Keith Clarke, who is 43 years old, was left paraplegic while attempting to put out a fire on his submarine. He receives a large war pension for the most severe injuries, but £100 is lost every week to meet the cost of his care worker, who visits daily to help him dress and look after his two children, one of whom is also disabled. His only other benefit comes from statutory benefits. He told The Daily Telegraph:
“I feel angry and frustrated. It’s…an injustice to be treated as a second-class citizen.”
Fred Cannon, who fought on the Gold beach at Normandy on D-day when he was 19 years old, was the only survivor of the company to come home, but a severe bullet wound left him with one leg shorter than the other. Now in his 90s, like too many others, he is left with only £10 a week compensation. Then there is the 50-year-old Lancashire veteran who was diagnosed with osteoporosis from his time in the Army. He said:
“Unless the system changes, I’m concerned that I will lose a lot of my pension, which isn’t fair.

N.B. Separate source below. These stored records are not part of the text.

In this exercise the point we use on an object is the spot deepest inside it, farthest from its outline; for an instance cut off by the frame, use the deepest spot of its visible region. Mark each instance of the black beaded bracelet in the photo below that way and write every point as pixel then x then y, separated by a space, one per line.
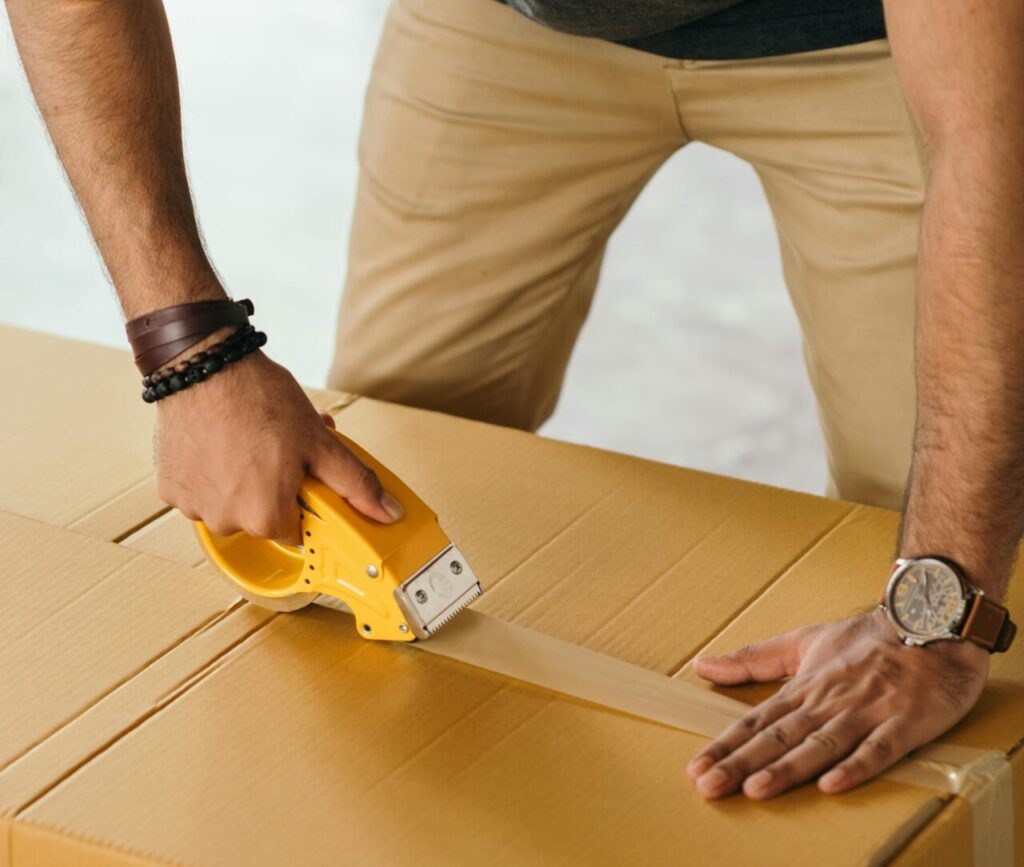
pixel 164 383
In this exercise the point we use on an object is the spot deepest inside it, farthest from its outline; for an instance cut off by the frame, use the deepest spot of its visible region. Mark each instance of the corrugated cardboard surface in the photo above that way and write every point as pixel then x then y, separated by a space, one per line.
pixel 204 731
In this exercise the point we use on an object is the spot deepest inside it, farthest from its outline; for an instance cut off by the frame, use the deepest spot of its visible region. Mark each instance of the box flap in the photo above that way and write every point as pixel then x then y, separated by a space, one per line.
pixel 306 739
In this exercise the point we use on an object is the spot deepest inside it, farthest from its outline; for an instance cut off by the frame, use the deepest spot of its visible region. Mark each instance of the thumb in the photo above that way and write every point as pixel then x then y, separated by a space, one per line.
pixel 334 465
pixel 766 660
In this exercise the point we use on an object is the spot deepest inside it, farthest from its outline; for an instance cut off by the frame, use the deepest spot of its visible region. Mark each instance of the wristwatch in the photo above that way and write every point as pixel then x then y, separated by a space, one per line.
pixel 929 599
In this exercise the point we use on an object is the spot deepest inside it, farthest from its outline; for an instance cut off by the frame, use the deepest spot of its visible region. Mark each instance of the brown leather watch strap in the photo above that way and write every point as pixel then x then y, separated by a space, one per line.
pixel 988 623
pixel 159 336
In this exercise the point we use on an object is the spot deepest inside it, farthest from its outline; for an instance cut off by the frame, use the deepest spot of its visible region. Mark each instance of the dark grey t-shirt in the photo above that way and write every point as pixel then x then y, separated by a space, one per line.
pixel 714 29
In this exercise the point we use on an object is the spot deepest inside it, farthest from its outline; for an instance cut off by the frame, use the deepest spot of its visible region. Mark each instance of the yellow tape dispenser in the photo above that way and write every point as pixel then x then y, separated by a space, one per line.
pixel 402 580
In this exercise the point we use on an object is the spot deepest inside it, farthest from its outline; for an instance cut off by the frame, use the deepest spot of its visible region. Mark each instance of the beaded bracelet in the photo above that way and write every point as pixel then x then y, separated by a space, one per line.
pixel 163 383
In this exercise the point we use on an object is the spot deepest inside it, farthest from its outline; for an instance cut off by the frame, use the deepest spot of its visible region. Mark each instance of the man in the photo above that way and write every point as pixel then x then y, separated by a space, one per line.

People who receive AFCS don’t pay for their social care—and rightly so—but why should we pay just because we were injured before April 2005? It doesn’t make sense.”
Of the two principles of the armed forces covenant, it is ultimately not special treatment that veterans want; all they want is not to be put at a disadvantage: to have the injuries they suffered in the armed forces compensated for in their own right and then to make a contribution from their other income towards social care, just as any civilian would rightly do. They want fair treatment for all and a system that does not discriminate on the basis of an arbitrary date; they want to be treated the same in the different means tests that central and local government operate; and they want to be treated in the same way as civilians who receive compensation for personal injury.
Whatever the historical context of the creation of the war pension scheme or the complexities of its operation today, it is surely possible to design a system that will meet the requirements of the proper 21st century fairness that the veterans are asking for. The time has come to go beyond discussions and look for concrete solutions to the disparity between the two different military compensation schemes, rather than focusing on the obstacles to a more just system. I am pleased to note that Labour would review the fairness of military compensation in the light of the armed forces covenant, and I call on Ministers to show a similar political will and commitment.
Many Members will have the date of 7 May on their minds tonight, but many other people will have a possibly more important date—the next day—on their minds. That will be the 70th anniversary of VE-day. I feel honoured that both my late parents served in that conflict, and I am mindful of the debt we owe to those of that generation who remain with us. At this time, we must surely refocus our energies to ensure that we provide all the support that the brave men and women who have served in conflicts spanning the last 70 years deserve, particularly as they make their way through challenging periods of their lives in the social care system.